Learning to live with a serious lifelong illness takes so much adjustment. I have to look at my life differently than I expected. The brain I thought would be there when I need it often malfunctions and wrecks my life. The body I thought would take care of me gets sick easily. I have been blogging to let people know what a challenge and burden it is to live with this illness every day. I have come to terms with the reality of this illness so that I can move forward in health and joy. Talking about the feelings I have surrounding my diagnosis is a positive first step in learning to live with bipolar disorder without it taking over my life. I have the ability to take charge of bipolar disorder. I can't do it with medications only, and I can't do it alone. I will never forget that I am the one who lives with the illness. I will keep myself well enough to have a clear enough brain to make my own decisions. I have a system in place to take care of me when my brain isn't well enough to take care of me.

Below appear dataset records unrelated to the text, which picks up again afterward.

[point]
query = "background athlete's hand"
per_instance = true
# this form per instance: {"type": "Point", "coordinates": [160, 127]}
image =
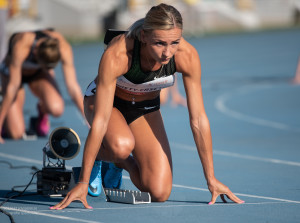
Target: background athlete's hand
{"type": "Point", "coordinates": [1, 139]}
{"type": "Point", "coordinates": [78, 193]}
{"type": "Point", "coordinates": [217, 188]}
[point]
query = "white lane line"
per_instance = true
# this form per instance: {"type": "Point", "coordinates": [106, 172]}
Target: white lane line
{"type": "Point", "coordinates": [220, 105]}
{"type": "Point", "coordinates": [240, 194]}
{"type": "Point", "coordinates": [174, 185]}
{"type": "Point", "coordinates": [236, 155]}
{"type": "Point", "coordinates": [48, 215]}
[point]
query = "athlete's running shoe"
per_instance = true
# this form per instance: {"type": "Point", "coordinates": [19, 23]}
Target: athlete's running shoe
{"type": "Point", "coordinates": [95, 183]}
{"type": "Point", "coordinates": [112, 175]}
{"type": "Point", "coordinates": [43, 123]}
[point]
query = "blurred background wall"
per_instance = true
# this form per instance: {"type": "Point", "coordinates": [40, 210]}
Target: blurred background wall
{"type": "Point", "coordinates": [88, 19]}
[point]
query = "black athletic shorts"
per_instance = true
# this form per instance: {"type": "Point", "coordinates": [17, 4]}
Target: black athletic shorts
{"type": "Point", "coordinates": [132, 111]}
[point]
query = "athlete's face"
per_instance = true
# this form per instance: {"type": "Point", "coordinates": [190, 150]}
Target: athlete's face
{"type": "Point", "coordinates": [162, 44]}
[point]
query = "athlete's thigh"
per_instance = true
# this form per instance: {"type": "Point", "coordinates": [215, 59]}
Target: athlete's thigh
{"type": "Point", "coordinates": [152, 150]}
{"type": "Point", "coordinates": [14, 121]}
{"type": "Point", "coordinates": [118, 137]}
{"type": "Point", "coordinates": [118, 141]}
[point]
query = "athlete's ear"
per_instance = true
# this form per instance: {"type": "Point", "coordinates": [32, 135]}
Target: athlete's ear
{"type": "Point", "coordinates": [143, 36]}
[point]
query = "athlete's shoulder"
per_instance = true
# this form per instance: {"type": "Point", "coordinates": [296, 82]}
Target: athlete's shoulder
{"type": "Point", "coordinates": [185, 47]}
{"type": "Point", "coordinates": [186, 56]}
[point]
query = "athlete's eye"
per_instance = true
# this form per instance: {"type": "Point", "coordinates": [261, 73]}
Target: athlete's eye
{"type": "Point", "coordinates": [160, 43]}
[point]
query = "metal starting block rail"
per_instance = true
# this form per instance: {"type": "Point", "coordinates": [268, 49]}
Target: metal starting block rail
{"type": "Point", "coordinates": [127, 196]}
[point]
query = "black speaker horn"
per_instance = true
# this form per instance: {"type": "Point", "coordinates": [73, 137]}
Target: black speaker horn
{"type": "Point", "coordinates": [63, 144]}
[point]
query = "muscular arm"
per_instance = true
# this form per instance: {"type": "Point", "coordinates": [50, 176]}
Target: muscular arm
{"type": "Point", "coordinates": [188, 63]}
{"type": "Point", "coordinates": [114, 63]}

Life is good now. I'm a good mother. I'm better. So much better than before I was diagnosed. I accept where I am today. I still get this twinge of hope that it's all a dream, but I find that the more I live in the reality of the fact that I have a mental illness, the more proud I am of my considerable accomplishment of staying alive and creating a really good life. It really is about the choices I make when I am well. The more prevention I can do during the stable times, the more able I will be to recognize, treat, and end the mood swings before they go too far.